Regarding item parameters, like J. Chen (2017) and Liu et al. (2009), the authors simulated $P (0)$ and $1 - P (1)$ from $U (0, 0.3)$ . For items measuring two or more attributes, the success probabilities for individuals who master some but not all required attributes were generated from uniform distribution $U (P (0), P (1))$ subject to the monotonic constraints. The number of attributes was fixed at 5, which is in line with existing studies (e.g., J. Chen & de la Torre, 2013; Ma et al., 2016). Attribute patterns were generated by dichotomizing a set of multivariate latent abilities from the multivariate normal threshold model (Chiu et al., 2009). Specifically, for individual $i$ , $θ_{i} = (θ_{i 1}, \dots, θ_{iK})^{⊤}$ is randomly generated from $MVN (0, Σ)$ , where the diagonal elements of $Σ$ were 1s and the off-diagonal elements were equal to $R$ . With $θ_{i}$ , $α_{ik} = 1$ if $θ_{ik} \geq Φ^{- 1} (\frac{k}{K + 1})$ and 0 otherwise. The Q-matrix used in J. Chen et al. (2013) was used in this study, which ensures all attributes were measured the same number of times. The Q-matrix can be found in the Online Appendix. Based on the G-DINA model, 200 data sets were generated under each condition.

For each replication, the G-DINA model was fit to the data using different algorithms. To simplify the presentation, the EM algorithm with monotonic constraints and BM algorithm with monotonic constaints were abbreviated to the EM+M and BM+M algorithms, respectively.
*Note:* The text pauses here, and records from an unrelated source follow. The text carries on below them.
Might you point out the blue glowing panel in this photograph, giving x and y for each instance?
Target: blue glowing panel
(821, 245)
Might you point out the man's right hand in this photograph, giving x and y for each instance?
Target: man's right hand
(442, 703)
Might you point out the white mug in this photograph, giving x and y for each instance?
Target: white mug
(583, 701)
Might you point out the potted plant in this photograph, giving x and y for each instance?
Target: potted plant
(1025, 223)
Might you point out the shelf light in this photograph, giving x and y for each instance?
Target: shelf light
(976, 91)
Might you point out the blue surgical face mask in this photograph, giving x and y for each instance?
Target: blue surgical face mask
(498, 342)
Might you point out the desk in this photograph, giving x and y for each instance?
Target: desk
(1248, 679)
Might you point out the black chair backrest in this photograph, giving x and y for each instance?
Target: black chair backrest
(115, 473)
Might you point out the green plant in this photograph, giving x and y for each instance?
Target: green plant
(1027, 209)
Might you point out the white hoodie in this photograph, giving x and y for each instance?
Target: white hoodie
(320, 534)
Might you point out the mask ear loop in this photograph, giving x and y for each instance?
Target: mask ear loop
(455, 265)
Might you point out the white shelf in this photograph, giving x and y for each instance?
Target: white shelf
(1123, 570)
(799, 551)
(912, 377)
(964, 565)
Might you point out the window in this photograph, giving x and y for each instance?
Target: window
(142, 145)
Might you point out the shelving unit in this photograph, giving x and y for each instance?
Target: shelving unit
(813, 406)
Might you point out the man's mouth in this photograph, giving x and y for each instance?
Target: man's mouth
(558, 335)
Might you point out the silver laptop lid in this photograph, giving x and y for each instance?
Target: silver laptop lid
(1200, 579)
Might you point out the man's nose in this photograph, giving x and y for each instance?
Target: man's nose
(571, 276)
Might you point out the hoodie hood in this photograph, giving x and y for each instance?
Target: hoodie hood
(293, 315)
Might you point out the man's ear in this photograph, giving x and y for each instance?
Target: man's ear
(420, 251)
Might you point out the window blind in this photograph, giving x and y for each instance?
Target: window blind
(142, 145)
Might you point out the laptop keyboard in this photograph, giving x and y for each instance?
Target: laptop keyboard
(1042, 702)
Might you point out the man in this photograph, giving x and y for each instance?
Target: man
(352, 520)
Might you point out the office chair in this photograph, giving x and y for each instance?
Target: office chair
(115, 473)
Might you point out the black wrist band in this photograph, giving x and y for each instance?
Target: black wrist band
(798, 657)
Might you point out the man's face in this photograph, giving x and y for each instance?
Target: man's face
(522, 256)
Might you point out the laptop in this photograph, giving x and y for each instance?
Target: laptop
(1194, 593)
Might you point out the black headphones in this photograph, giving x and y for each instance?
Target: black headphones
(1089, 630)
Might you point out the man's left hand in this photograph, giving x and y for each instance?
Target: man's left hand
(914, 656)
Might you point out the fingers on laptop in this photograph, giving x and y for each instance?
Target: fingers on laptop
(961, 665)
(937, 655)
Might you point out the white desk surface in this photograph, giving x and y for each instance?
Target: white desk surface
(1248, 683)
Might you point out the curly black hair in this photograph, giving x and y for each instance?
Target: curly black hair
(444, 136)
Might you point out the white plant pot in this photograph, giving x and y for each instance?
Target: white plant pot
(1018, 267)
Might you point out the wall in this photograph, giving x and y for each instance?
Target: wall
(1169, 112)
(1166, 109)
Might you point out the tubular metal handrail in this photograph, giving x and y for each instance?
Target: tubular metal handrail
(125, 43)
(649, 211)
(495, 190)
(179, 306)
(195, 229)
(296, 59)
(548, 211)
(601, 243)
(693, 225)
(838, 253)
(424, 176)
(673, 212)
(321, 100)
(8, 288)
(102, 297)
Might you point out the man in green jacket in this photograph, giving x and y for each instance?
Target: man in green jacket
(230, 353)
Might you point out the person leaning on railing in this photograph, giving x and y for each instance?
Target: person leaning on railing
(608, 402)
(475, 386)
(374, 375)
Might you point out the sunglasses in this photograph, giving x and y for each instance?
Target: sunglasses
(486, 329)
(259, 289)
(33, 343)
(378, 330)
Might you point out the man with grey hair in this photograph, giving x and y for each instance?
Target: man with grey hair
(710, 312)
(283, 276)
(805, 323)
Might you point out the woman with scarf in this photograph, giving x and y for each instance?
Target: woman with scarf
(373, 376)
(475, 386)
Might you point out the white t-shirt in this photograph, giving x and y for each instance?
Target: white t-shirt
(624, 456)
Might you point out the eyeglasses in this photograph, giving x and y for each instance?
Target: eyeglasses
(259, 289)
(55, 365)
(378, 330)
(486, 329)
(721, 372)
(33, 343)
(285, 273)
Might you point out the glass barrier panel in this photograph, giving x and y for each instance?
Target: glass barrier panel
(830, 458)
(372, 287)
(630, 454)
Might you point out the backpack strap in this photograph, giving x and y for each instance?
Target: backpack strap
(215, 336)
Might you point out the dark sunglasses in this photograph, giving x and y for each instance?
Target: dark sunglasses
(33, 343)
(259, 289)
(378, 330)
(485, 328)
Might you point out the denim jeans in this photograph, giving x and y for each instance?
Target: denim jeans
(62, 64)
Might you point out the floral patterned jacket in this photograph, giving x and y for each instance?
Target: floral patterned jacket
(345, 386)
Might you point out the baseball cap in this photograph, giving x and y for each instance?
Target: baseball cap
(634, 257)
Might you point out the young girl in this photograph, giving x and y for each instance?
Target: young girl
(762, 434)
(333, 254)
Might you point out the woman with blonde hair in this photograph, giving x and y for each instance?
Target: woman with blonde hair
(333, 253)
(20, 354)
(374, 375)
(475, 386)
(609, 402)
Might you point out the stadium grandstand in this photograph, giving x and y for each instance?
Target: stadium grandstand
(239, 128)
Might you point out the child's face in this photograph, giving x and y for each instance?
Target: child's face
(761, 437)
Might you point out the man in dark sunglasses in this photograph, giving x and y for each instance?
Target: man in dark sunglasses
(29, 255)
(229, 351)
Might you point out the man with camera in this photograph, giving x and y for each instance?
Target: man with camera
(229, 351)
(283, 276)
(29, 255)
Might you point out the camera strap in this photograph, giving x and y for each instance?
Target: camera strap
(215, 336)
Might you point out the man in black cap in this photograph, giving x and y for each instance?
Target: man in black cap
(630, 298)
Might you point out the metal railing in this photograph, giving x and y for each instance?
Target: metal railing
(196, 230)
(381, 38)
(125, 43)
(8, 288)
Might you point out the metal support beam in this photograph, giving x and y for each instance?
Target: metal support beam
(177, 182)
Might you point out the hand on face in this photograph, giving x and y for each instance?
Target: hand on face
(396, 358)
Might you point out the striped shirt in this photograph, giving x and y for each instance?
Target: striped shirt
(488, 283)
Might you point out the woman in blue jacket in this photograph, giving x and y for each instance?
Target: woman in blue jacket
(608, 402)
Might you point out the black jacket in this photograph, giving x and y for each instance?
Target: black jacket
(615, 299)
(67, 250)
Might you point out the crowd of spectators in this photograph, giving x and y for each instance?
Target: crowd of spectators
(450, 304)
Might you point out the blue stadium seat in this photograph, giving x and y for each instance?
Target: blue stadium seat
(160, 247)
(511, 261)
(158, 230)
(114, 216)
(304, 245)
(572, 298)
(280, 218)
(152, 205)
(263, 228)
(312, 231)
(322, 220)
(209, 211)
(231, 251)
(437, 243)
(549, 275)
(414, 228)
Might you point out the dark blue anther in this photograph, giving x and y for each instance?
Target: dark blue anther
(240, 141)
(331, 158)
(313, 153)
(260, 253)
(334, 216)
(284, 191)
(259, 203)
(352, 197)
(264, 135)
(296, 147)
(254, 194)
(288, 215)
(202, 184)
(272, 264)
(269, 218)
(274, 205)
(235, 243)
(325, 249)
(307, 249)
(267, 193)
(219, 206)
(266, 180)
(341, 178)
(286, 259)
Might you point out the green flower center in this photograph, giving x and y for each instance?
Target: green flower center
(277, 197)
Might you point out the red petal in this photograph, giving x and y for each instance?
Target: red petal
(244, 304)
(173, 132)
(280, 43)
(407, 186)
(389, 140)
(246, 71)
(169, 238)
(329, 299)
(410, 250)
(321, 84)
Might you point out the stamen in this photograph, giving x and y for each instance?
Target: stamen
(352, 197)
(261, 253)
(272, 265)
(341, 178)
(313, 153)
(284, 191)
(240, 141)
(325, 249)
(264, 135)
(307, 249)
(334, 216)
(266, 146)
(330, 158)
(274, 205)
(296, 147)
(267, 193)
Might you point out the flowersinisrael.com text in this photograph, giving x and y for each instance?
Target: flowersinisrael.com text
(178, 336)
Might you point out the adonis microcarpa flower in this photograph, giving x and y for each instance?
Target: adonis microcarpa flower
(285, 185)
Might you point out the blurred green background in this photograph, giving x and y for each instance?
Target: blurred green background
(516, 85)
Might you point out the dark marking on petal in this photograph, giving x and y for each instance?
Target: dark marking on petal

For the BM and BM+M algorithms, Beta (1.5, 2.5) was used as the prior distribution of $P (0)$ , Beta (2.5, 1.5) the prior distribution of $P (1)$ , and Beta (2, 2) the prior distribution of $P (α_{lj}^{*} \notin {0, 1})$ . The code for estimating the G-DINA model using different estimation algorithms was written in R programming language (R Core Team, 2017) and can be downloaded from https://osf.io/z9kxe/. These algorithms are also available in the latest version of the GDINA R package (Ma & de la Torre, 2020).

Criteria

First, person parameter recovery was evaluated using the proportion of correctly classified attribute vectors (PCV) defined as $\frac{1}{T \times N} \sum_{t = 1}^{T} \sum_{i = 1}^{N} I_{[α_{i} = {\hat{α}}_{i}]}^{(t)}$ , where $I_{[α_{i} = {\hat{α}}_{i}]}^{(t)}$ is an indicator variable with an outcome of 1 if the estimated attribute vector matches the true for the $t th$ replication and 0 otherwise. Second, to evaluate the recovery of item parameters of the G-DINA model, the bias and absolute bias were calculated. Let $θ^{t}$ and ${\hat{θ}}^{t}$ represent an item success probability parameter¹ and its estimate in $t th$ replication under a certain condition, respectively. The bias and absolute bias were defined as $\frac{1}{T} \sum_{t = 1}^{T} ({\hat{θ}}^{t} - θ^{t})$ and $\frac{1}{T} \sum_{t = 1}^{T} | {\hat{θ}}^{t} - θ^{t} |$ , respectively. The mean bias and mean absolute bias were reported by averaging the biases and absolute biases across all parameters and all replications. To better understand the results, four-way (Sample size × Test length × Attribute correlation × Method) analyses of variance (ANOVAs) were performed for different criteria. To examine the sizes of different effects, the generalized $η^{2}$ , denoted by $η_{G}^{2}$ , was calculated as the effect size measure, which was recommended to be used in mixed ANOVA (Bakeman, 2005; Olejnik & Algina, 2003). An effect is said to be nontrivial or essentially meaningful when $η_{G}^{2} \geq . 01$ , according to the guideline in Cohen (1988, p. 287).

Results

Before evaluating the performance of different estimation algorithms, it was examined whether the G-DINA model converged under all conditions. Table 1 gives the proportion of replications that the G-DINA model failed to converge² under varied conditions. Note that the G-DINA model using BM and BM+M algorithms converged under all conditions, so they are not presented in the table. Several findings can be observed from Table 1. First, the G-DINA model with the EM algorithm had higher nonconvergence rates than that with the EM+M algorithm consistently. For example, when $N = J = 30$ and $R = . 8$ , the G-DINA model with the EM algorithm failed to converge under 23% of replications, whereas the G-DINA model with the EM+M algorithm failed to converge in 7% of replications. Second, the nonconvergence rates tended to increase as sample size decreased, attribute correlation increased, or test lengthened. A close scrutiny of the estimation process revealed that the failure to converge was primarily caused by the fact that $n_{l}$ in Equation 3 was estimated to be 0. If the G-DINA model with any estimation algorithm failed to converge for a replication, that replication was not included for further analysis to ensure a fair comparison of all estimation algorithms in terms of parameter recovery.

Table 1.

The Proportion of Replications Where the G-DINA Model Failed to Converge.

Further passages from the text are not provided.